The overall prevalence of primary aldosteronism, which of course greatly depends on the diagnostic criteria applied (e.g. ARR cut-offs), is relatively low at our center; according to the Graz endocrine causes of hypertension (GECOH) study approximately 3–5 % of patients referred for screening for endocrine hypertension are diagnosed with primary aldosteronism per year at the University Medical Center in Graz [48, 49]. In absolute numbers this means 5 patients are diagnosed here per year; however, appropriate and targeted screening of suspicious patients is pivotal for early diagnosis and adequate therapy.

Dr.
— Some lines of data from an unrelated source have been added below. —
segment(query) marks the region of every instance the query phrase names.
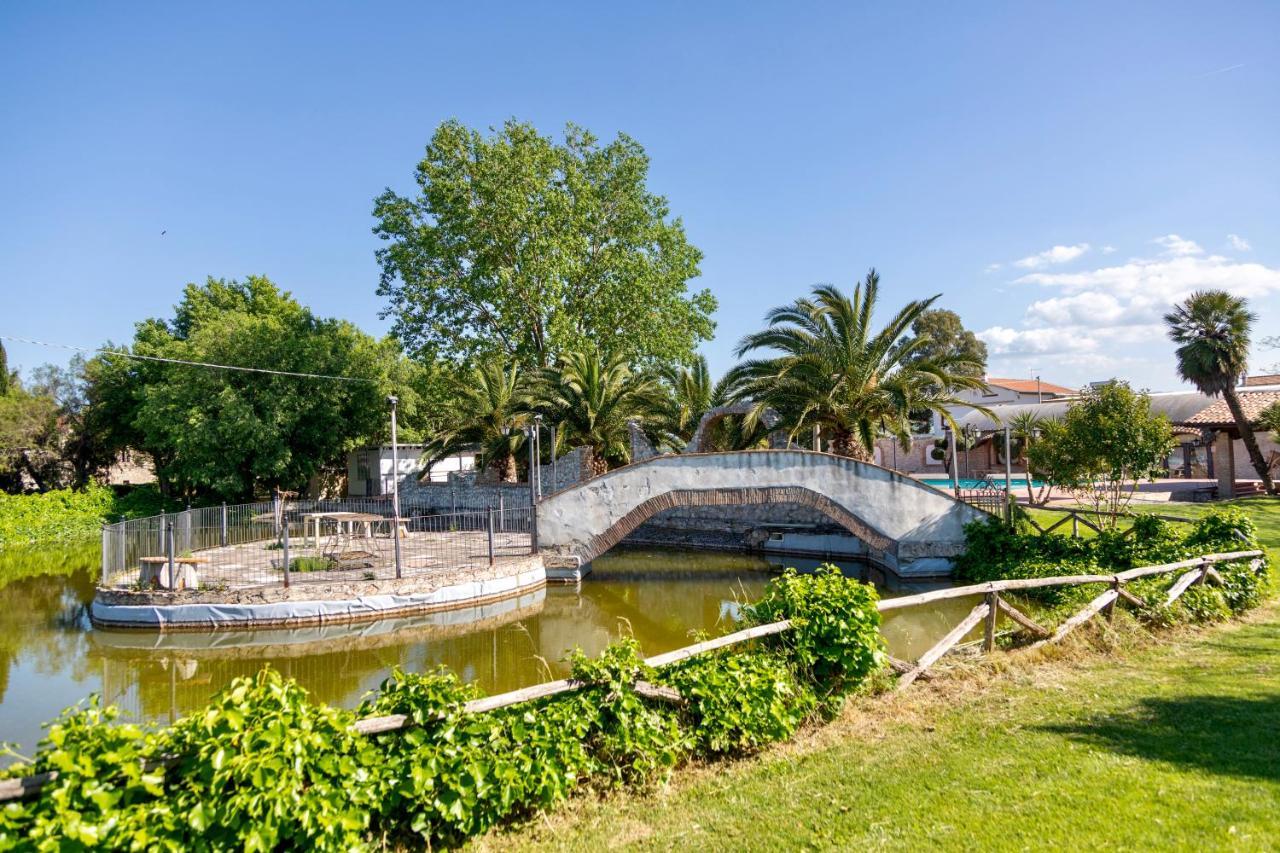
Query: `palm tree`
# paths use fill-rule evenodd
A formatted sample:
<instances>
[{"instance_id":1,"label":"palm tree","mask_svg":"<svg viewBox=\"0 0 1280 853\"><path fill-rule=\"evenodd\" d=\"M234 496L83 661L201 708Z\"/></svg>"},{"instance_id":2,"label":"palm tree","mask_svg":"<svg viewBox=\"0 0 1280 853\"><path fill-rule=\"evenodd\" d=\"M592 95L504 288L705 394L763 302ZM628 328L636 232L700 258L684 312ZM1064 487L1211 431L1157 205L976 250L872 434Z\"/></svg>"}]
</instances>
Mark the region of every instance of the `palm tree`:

G.J. Krejs:

In summary, this interesting case showed that primary aldosteronism due to an aldosterone-producing adenoma (Conn syndrome) led to severe hypokalemic paralysis. Primary aldosteronism is not often seen in the daily routine but is detected in about five patients per year at our medical center and hypokalemic paralysis is seen even less often. Early identification of patients with primary aldosteronism and the correct subtype is important for the choice of the best therapy. In the discussed patient minimally invasive adrenalectomy was curative.

Dr. A. Tomaschitz:

As a final comment on this case: hypokalemic tetraparesis in primary aldosteronism is rare but physicians should nevertheless be aware of this clinical feature. Regarding primary aldosteronism it is important to know that hypokalemia is only found in 37 % of patients with primary aldosteronism and that hypokalemia is more common when the disease has progressed [6, 50]. As potassium levels are often within the normal range, hypokalemia is an insensitive diagnostic tool for primary aldosteronism. The ARR or AARR are the acceptable approaches for detecting primary aldosteronism but a confirmatory aldosterone suppression test must be performed before treatment can be initiated.

Final diagnosis

Hypokalemic paralysis due to primary aldosteronism (Conn syndrome).